I am having issues using an LSTM. I get the error RuntimeError: input must have 3 dimensions, got 2. I have looked online, but I am unable to get it to work. I am fairly new to PyTorch, so any help is appreciated. Here is my code:

class TeacherUpdated(nn.Module):
    def __init__(self):
        # python requires to call ancestor's initilizer manually!
        super(TeacherUpdated, self).__init__()
        self.lstm = nn.LSTM(53, 200, 3, batch_first=True).double()
        self.linear = nn.Linear(200, 2)

    def forward(self, x):
        x, hs = self.lstm(x,200)
        x = x.reshape(-1, 200)
        x = self.linear(x)
        return x

The lstm expects a input of shape sequence length, batch size, input size. Can you print out the shape of your x? That is probably the problem.

1 Like

This is my shape: [10799, 53]

Ok what do those numbers represent. Like is the first one supposed to be the sequence length or batch size or something. Because that is the problem the lstm requires a input with sequence length , batch size, input size.

The x is the data being passed into the forward function. self.lstm = nn.LSTM(53, 200, 3, batch_first=True).double() is input size, hidden layers, and num of layers respectively. There is something wrong with x, hs = self.lstm(x,200) and I may not be calling this correctly.

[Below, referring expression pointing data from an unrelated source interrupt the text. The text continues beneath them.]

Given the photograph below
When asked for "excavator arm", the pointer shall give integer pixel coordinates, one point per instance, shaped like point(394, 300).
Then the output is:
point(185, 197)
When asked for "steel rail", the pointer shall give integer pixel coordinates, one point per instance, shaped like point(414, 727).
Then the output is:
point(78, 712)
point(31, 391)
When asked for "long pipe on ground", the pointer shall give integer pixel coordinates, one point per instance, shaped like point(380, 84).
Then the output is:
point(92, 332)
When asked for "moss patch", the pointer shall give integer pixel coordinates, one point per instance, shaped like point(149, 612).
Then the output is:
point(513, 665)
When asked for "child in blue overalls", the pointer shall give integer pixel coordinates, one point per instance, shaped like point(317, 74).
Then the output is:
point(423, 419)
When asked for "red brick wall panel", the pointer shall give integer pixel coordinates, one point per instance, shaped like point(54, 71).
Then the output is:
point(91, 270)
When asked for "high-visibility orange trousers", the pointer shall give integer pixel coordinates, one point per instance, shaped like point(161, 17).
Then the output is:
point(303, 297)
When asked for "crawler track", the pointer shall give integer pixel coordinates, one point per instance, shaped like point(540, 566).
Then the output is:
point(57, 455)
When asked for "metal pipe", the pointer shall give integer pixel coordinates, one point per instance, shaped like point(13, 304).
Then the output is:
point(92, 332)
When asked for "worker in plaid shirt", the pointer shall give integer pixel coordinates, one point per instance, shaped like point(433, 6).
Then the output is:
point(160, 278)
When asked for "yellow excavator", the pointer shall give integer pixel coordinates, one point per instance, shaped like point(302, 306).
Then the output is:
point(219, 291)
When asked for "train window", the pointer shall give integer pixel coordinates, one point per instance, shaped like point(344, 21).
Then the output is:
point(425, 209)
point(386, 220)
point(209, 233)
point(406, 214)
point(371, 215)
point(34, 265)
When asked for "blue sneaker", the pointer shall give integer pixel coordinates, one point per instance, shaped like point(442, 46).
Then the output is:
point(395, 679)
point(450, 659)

what is the 200 hundred for. To define a hidden and cell state you should do something like this

 def init_state(self, batch_size):
        return (torch.zeros(self.num_layers, batch_size, self.hidden_size),
                torch.zeros(self.num_layers, batch_size, self.hidden_size))

then do

hs = self.init_state(batch_size)
x, hs = self.lstm(x,hs)

I tried this and I still get the same error. This is what I have:

    def __init__(self):
        # python requires to call ancestor's initilizer manually!
        super(TeacherUpdated, self).__init__()
        self.num_layers = 3
        self.hidden_size = 200
        self.lstm = nn.LSTM(53, self.hidden_size, self.num_layers, batch_first=True).double()
        self.linear = nn.Linear(200, 2)

    def init_state(self, batch_size):
        return (torch.zeros(self.num_layers, batch_size, self.hidden_size),
                torch.zeros(self.num_layers, batch_size, self.hidden_size))

    def forward(self, x):
        hs = self.init_state(200)
        x, hs = self.lstm(x, hs)
        x = x.reshape(-1, 200)
        x = self.linear(x)
        return x

Ok well the shape of your x input is still wrong. How do you pass the input into the model?

As stated before, the size of x is [10799, 53]. This is how I instantiate the model class: teacher_model = TeacherUpdated() This is how the start of my for loop looks that passes the x into the model:

for step_count, (x, y_gt) in enumerate(train_loader): #(x, y_gt)
        # Initialize gradients with 0
        optimizer.zero_grad()

        x= pd.DataFrame(data=x)
        x= torch.tensor(x.values)
        x = x.to(device)
        y_gt = y_gt.to(device)

        # Predict
        x = torch.flatten(x,start_dim=1, end_dim=-1)
        y_pred = teacher_model(x)

Ok can you print the shape of x before you flatten it and also what is the 10799 in the shape represent?

The 10799 is the number of data in the training set. The shape of x before flattening is still [10799, 53]

why are you not breaking it into batches? That is your problem you need to have a batch size. You can either break the data into batches or do x.unsqueeze(0)

I tried x.unsqueeze(0) in the forward before it gets passed into the LSTM, but that did not work. Doesnt this create a batch size?

Yes it does. Your inputs only have two shapes though. What happened when you unsqueezed it?

Surprisingly, the size of x does not change when I unsqueeze it.

That is weird. Can you send the code when you unsqueeze it?

I just unsqueeze it in my forward function

    def forward(self, x):
        x.unsqueeze(0)
        print(x.size())
        hs = self.init_state(200)
        x, hs = self.lstm(x, hs)
        x = x.reshape(-1, 200)
        x = self.linear(x)
        return x

Ok you might have to do

x = x.unsqueeze(0)

Yep, not sure how I missed that one. I now get the error RuntimeError: Expected hidden[0] size (3, 1, 200), got [3, 200, 200] and the size of x is [1, 10799, 53]. Does this error have something to do with

def init_state(self, batch_size):
        return (torch.zeros(self.num_layers, batch_size, self.hidden_size),
                torch.zeros(self.num_layers, batch_size, self.hidden_size))

No it is because your batch_size is only 1. So when you define your hidden state change the input parameter to 1.